A sneering BBC reporter (played by Bruce Greenwood) obtusely insists on finding hypocrisy and insincerity in Dylan, unable to judge the music on its own terms. "Do your early stuff, man!"
I was reminded of the documentary The US Vs John Lennon, which showed haughty interviewers attempting to patronise Lennon by preferring his "old" style over the "new" - while clearly not understanding either.
In the end, this may be a movie for Dylan fans and Dylanologists - not an easy constituency to please. It is a powerfully reverent exercise in remystification, an attempt to waft some of the clouds of glory back around the great man, clouds that might have dispersed in recent years.
There is a fine sense of period, of the dark and hypocritical side of the 60s - but some of the faux-interviews are a bit Spinal Tap-ish, and the film does not have the sublime sense of form and overt passion that marks Todd Haynes's great work, Far From Heaven.
A long time ago, Haynes got into trouble for another musical picture: Superstar: The Karen Carpenter Story, a no-budget retelling of Karen and Richard Carpenter's lives using Barbie dolls. That showed a campness and irony that Haynes may be trying to get away from: he too, after all, is surely allowed the artist's prerogative of change. Yet it had a kind of courage - the courage to offend an alive-and-suing star - that the oblique persona-collage of I'm Not There does not have.
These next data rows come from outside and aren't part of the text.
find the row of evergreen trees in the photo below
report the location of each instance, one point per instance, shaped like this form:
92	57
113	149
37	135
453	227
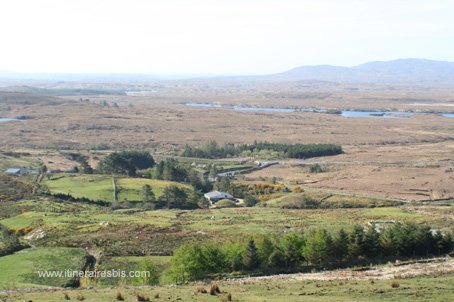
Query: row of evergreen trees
212	150
294	252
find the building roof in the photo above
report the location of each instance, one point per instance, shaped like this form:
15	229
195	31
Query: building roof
218	195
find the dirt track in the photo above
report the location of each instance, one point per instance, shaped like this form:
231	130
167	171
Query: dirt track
383	272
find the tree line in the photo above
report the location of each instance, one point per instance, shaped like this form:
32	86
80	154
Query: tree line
125	162
298	252
212	149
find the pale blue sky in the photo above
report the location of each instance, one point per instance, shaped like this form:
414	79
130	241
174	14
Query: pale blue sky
218	36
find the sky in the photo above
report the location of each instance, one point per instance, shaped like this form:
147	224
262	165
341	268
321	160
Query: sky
218	36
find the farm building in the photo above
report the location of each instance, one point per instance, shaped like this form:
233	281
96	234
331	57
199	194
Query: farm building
216	196
17	171
380	225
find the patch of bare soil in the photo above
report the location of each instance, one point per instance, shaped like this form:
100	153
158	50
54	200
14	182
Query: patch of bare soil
382	272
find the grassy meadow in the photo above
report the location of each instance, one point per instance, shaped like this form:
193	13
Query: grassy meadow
438	288
100	187
19	270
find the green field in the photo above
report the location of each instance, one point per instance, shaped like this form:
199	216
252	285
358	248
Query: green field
19	270
100	187
438	288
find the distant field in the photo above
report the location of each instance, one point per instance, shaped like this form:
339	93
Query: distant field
435	288
136	232
100	187
19	270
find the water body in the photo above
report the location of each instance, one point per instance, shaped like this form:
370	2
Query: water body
344	113
6	120
383	114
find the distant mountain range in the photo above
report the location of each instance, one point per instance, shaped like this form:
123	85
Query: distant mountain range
406	71
397	71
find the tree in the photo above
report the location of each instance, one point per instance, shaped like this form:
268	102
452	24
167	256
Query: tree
250	200
126	162
371	243
175	197
340	246
265	248
188	263
318	247
292	247
150	273
251	258
213	172
355	242
276	260
148	194
222	184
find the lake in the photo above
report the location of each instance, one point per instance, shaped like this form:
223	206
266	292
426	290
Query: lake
6	120
344	113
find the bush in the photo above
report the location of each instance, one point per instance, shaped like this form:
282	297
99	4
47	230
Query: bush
120	296
152	270
214	290
142	298
225	203
395	284
316	169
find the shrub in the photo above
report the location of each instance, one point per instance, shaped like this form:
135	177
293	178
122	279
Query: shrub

Cate Blanchett is the movie's jewel, and also its problem. It was great casting, and her eerily exact inhabiting of Dylan's mannerisms is an inspired alienation effect. Whenever she is not on screen, however, the voltage-level drops, and her presence has the unfortunate effect of making the male contribution look ordinary.
Yet if Blanchett had been the only Dylan on screen, it might have looked like an overstretched gimmick. Haynes has pitched her at the right length: a super-strength cameo. Her Dylan is intelligent, confident, artificial in the best sense: a strong contender for the big awards, and a good reason to see the film.